Uber will own the rest of the car-leasing company, called Lion City Rentals, while ComfortDelGro will take over operations and maintenance of the 14,000 cars that were once on the ride-hail player’s balance sheet.
That’s a big deal for Uber, which is eyeing a 2019 IPO.
The $69 billion ride-hail company saw its losses jump nearly 40 percent to $1.46 billion in the third quarter of 2017, and it doesn’t expect to be profitable in some of its major markets, including Southeast Asia, for at least another six months. Cutting down on losses has been a major focus for newly minted CEO Dara Khosrowshahi, as it was for predecessor Travis Kalanick.
That’s partly what led to the company’s decision in November to merge its Russia business with local competitor Yandex.
Southeast Asia, by Khosrowshahi’s own admission, is not an easy market to crack.
“The economics of that market are not what we want them to be,” Khosrowshahi recently said. “I think it’s over-capitalized at this point. We’re going in, and we’re leaning forward. But I‘m not optimistic that market is going to be profitable any time soon.”
The difficulty of facing off against a strong competitor, Grab, has been compounded by the high cost of car ownership in the region. That has made it harder for Uber to translate its model of turning casual drivers into commercial ones, especially now that Singapore has put a freeze on private car ownership.
Uber’s initial value proposition for investors was its low overhead, but in places like Singapore and India, the company had to take on the costs of owning and leasing cars in order to maintain or increase supply.
Now, under the chief business officer of Uber’s Asia operations, Brooks Entwistle, the company is shifting its strategy.
Not only is Uber offloading the costs of operating these cars in Singapore, but the company will have exclusive access to Comfort’s approximately 15,000 cabs and expects to strike more partnerships with cab companies in the future.
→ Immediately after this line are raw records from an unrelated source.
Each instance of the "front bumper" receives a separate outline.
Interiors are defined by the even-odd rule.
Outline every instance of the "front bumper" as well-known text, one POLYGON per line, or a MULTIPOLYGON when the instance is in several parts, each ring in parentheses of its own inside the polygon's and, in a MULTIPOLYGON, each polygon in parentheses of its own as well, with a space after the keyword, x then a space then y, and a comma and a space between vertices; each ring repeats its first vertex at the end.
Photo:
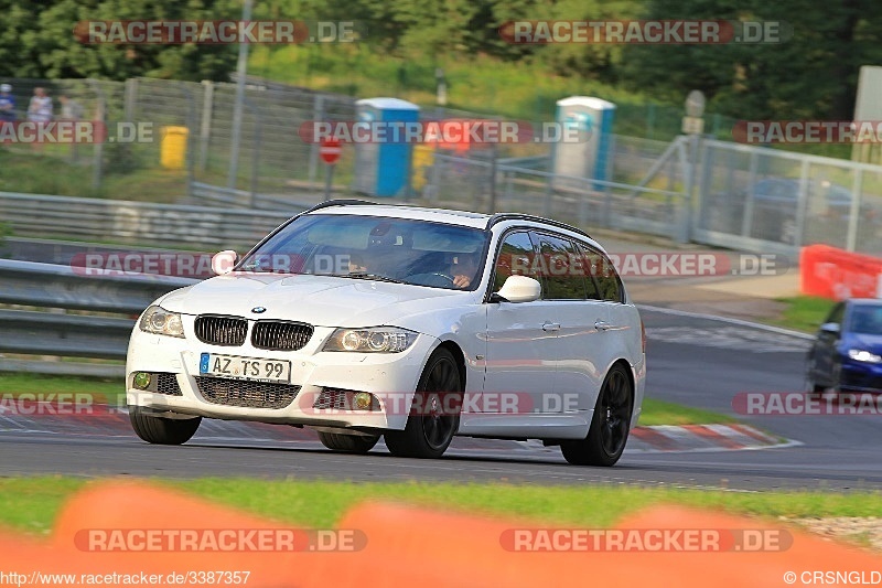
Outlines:
POLYGON ((438 344, 420 334, 401 353, 352 353, 320 351, 334 331, 316 327, 309 343, 298 351, 267 351, 246 341, 239 346, 203 343, 193 336, 193 317, 184 317, 185 339, 144 333, 135 328, 126 362, 126 392, 129 406, 139 406, 169 417, 203 416, 228 420, 257 420, 286 425, 343 427, 355 429, 404 429, 410 398, 429 354, 438 344), (282 408, 254 408, 215 404, 200 391, 200 356, 217 353, 291 362, 291 385, 300 386, 293 402, 282 408), (136 388, 136 372, 174 374, 181 395, 159 394, 136 388), (379 404, 378 410, 319 409, 313 405, 325 388, 367 392, 379 404), (404 403, 402 398, 407 397, 404 403))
That’s counter to how Uber has operated since its inception. The company has historically leveraged public dissatisfaction with the safety and efficiency of cabs to attract new riders.
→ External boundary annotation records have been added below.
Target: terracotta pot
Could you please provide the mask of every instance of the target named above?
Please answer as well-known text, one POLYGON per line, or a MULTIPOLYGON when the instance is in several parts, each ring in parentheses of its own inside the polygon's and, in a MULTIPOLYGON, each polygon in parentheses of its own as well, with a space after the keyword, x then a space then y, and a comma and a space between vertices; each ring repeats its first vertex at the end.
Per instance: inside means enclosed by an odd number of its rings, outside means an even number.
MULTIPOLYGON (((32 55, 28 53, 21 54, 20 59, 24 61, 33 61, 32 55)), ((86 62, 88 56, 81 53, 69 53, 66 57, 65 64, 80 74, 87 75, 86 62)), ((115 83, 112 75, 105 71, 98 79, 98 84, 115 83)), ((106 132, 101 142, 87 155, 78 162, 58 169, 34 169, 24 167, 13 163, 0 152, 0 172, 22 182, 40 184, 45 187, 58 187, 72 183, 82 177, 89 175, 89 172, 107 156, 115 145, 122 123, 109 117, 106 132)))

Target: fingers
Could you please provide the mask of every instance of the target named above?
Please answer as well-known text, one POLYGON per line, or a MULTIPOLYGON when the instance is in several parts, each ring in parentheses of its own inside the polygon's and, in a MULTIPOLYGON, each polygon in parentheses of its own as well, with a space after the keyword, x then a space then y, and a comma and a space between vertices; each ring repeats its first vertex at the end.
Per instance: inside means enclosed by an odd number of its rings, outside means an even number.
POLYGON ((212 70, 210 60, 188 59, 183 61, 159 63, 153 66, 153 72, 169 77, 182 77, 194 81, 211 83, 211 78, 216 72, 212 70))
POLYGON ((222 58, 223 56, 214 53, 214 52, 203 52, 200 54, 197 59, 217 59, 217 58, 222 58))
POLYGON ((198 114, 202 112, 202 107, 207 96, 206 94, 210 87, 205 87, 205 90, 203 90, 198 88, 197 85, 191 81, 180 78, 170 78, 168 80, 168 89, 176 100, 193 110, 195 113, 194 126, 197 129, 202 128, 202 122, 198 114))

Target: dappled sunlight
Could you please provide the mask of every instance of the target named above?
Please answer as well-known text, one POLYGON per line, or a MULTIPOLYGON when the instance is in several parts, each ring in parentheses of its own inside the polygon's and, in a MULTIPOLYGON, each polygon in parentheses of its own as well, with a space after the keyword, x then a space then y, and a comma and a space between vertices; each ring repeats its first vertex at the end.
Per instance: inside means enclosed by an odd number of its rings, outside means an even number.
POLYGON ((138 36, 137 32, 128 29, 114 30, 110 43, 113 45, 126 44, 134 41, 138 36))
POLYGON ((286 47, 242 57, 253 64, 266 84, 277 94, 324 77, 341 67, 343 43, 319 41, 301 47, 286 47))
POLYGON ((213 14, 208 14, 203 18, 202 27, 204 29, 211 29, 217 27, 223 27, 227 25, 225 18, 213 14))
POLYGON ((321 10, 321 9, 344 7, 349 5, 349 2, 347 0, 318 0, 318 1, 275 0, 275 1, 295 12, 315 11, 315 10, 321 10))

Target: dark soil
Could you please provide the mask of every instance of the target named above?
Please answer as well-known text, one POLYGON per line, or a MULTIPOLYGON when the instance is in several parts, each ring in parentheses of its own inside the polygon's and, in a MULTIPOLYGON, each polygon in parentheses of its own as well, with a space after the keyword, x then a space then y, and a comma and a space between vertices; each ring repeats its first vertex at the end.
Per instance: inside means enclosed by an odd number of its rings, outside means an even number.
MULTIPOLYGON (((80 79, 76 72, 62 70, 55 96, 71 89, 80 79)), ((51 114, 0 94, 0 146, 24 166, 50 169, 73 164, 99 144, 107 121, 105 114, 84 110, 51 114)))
But places like Singapore have a robust and often reliable taxi industry, and it makes more sense for the ride-hail company to partner with the cab companies. That’s partly why Uber competitor Grab, formerly known as GrabTaxi, started off as a taxi-hailing app and continues to work with a number of cab companies in Singapore, except for Comfort.
Still, running a leasing company hasn’t been without its problems.
Lion City Rentals and Uber recently faced a firestorm of criticism when a car under lease caught fire. As the Wall Street Journal revealed, the company knowingly rented out cars that were under manufacturer recall due to an electrical component that could overheat and catch fire.